18 Jun RAVEN
What Are your experiences with Colorism? What Happened?
I’ve had so many experiences with colorism from being called “Pretty for a Dark Skin Girl” to being at a male panel about dating and a man saying he only dates light skin girls with long hair because their hair is real. The most vivid and shocking to this day was a young woman same age as me and grew up in Southern California just as I did, sat in my living room and went on about the colorism in her family that she continued to perpetuate. She started saying that she wouldn’t have any pictures of her niece and nephew around the house if they were dark skin. I was shocked, she went on to say that they tease her grandmother for bringing “the darkness” into their family, her grandfather. So if she married at all it’d be a white man so that there was a super slim chance that her grandfather’s skin color would pop up in her children.
How has colorism effected your dating experiences?
I get guys that come up to me and say I’m pretty for a dark skin girl and then get offended when I don’t think it’s a compliment. But often times I’ve just felt less pretty or less desirable than the light skin women around me.
How do you feel about your color as it relates to your experiences?
For the longest time I hated my complexion and wanted to be lighter. That’s why watching dark girls really resonated with me. I felt everything those women felt. At one point I wanted to marry a white man so my daughter would hopefully not have to go through what I went through. I’ve been envious of lighter skin women and how they seem to move through the world with more of an ease.
How do you overcome any feelings of inadequacy or privilege?

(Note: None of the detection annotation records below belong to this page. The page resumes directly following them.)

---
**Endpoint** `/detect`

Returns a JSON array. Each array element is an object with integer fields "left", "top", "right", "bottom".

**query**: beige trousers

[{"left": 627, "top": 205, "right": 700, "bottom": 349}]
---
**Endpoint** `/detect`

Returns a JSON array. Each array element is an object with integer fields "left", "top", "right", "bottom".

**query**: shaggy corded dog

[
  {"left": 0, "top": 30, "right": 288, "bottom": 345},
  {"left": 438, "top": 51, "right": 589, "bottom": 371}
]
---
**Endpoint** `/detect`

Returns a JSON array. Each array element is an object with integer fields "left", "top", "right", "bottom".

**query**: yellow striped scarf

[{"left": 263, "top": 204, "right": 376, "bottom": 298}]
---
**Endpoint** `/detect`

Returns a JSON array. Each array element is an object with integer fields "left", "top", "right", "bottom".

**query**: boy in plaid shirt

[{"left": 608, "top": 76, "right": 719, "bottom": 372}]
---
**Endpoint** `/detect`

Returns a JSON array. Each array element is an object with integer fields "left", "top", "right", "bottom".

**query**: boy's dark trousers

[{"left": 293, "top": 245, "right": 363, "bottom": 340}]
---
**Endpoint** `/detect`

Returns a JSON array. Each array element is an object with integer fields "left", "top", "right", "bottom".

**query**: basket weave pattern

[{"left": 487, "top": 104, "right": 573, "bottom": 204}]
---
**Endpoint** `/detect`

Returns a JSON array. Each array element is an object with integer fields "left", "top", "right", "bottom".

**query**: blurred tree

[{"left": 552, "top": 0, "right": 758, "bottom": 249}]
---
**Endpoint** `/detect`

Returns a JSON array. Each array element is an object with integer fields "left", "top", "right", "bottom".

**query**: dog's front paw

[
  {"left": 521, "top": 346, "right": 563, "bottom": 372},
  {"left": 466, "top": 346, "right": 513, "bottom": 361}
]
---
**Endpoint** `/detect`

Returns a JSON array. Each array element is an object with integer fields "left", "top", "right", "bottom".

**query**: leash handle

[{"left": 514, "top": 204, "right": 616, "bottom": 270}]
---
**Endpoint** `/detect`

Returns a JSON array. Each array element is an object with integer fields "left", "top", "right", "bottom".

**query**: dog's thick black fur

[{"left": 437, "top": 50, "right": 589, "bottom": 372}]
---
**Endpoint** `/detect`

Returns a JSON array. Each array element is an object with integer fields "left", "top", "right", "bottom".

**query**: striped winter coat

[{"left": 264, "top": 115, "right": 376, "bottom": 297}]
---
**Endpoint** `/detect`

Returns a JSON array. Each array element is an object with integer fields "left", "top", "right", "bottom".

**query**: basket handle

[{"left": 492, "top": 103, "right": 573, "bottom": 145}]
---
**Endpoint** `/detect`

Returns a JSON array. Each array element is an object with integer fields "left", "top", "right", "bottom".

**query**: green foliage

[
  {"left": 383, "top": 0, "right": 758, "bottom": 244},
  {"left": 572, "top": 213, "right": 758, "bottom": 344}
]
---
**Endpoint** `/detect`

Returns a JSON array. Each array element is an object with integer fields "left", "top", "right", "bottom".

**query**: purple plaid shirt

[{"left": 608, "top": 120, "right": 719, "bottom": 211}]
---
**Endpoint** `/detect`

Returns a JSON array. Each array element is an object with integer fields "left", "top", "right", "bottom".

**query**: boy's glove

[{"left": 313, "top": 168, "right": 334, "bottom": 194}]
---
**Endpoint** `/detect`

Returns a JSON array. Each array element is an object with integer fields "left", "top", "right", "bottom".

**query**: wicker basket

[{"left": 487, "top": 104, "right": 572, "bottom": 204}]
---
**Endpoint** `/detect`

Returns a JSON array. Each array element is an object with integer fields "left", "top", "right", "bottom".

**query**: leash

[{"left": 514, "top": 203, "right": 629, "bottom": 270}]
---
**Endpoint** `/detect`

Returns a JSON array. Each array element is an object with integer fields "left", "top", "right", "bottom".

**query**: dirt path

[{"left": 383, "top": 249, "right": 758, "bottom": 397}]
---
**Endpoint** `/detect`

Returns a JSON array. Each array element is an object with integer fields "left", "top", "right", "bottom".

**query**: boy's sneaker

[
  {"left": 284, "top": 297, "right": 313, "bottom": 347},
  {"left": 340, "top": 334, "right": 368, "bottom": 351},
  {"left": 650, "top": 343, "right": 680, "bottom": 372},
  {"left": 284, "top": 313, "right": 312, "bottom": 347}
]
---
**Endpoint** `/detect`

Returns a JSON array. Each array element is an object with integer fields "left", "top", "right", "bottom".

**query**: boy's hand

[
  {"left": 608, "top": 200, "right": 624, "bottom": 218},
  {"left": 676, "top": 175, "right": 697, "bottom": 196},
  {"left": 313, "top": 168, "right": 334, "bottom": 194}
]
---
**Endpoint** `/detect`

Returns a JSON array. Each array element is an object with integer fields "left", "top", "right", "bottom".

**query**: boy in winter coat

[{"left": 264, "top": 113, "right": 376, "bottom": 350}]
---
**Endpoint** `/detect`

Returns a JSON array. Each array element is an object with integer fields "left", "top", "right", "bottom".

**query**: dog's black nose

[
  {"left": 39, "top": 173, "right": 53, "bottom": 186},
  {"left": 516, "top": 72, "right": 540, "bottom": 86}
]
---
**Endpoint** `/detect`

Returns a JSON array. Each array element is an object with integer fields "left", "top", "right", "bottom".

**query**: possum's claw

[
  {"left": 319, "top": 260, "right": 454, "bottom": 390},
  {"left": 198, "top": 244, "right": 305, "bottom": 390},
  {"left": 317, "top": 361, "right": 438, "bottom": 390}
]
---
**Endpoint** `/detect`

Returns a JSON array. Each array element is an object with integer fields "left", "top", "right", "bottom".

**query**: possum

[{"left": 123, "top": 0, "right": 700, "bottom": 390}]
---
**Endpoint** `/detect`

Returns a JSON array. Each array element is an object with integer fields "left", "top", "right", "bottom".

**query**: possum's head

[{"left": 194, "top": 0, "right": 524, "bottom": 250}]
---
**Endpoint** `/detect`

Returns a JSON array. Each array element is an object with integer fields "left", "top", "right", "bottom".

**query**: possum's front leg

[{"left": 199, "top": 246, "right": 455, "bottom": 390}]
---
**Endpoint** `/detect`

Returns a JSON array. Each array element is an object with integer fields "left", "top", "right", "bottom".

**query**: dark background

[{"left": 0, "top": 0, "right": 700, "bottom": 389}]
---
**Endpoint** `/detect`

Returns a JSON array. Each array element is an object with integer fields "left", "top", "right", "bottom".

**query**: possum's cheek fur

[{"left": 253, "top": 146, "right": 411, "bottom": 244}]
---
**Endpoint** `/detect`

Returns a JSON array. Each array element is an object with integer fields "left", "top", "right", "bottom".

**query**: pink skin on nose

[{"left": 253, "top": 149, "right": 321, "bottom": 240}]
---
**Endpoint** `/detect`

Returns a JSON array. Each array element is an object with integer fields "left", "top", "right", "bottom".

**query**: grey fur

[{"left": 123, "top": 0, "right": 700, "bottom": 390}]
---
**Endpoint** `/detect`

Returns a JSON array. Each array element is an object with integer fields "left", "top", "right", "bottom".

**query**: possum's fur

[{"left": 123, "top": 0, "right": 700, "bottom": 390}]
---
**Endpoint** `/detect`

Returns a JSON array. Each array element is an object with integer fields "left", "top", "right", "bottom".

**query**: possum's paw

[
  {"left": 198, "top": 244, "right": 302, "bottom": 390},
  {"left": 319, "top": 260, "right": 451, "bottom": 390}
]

My parents started a beautiful foundation but God has really helped a lot to fill in any gaps inadequacy and insecurity has caused. As my relationship grows in Him I see myself the way He sees me. How He has chosen me to do certain things, to be in certain places, loves me the way that I am, thinks that I am more than enough and continues to love me through all my self doubt. I do get privilege because of my hair, It’s longer than people expect a dark skin woman’s to be so they are fascinated by it. I recognize it as a privilege now as the attention bothers me. As I used to get teased because of my hair being longer than the other blacks when I was younger.
How do you feel your color is represented in the media?
I do love that we are getting more dark skin women on TV. In recent years I haven’t loved the betrayal of dark/brown skin women in the major shows that were on TV. One day I noticed a high percentage of them were cheaters, Olivia Pope, Issa, Nova Bordelon (Queen Sugar), Mary Jane Paul and Annalise Keating. What message was that sending to our young adult/ adult women, especially when they were all created by black women?
What does colorism look like today?
Colorism can look like the casting of Straight Outta Compton to the YouTube and forum communities trying to “brighten their skin” to the women who use makeup that’s 3 shades lighter than them or cover their faces with mainly concealer.
What can be done to combat colorism?
It’s about changes peoples minds, hearts and opinions on beauty. It’s time to break the stereotypes and change the narrative that European beauty is the standard e should all be trying to achieve.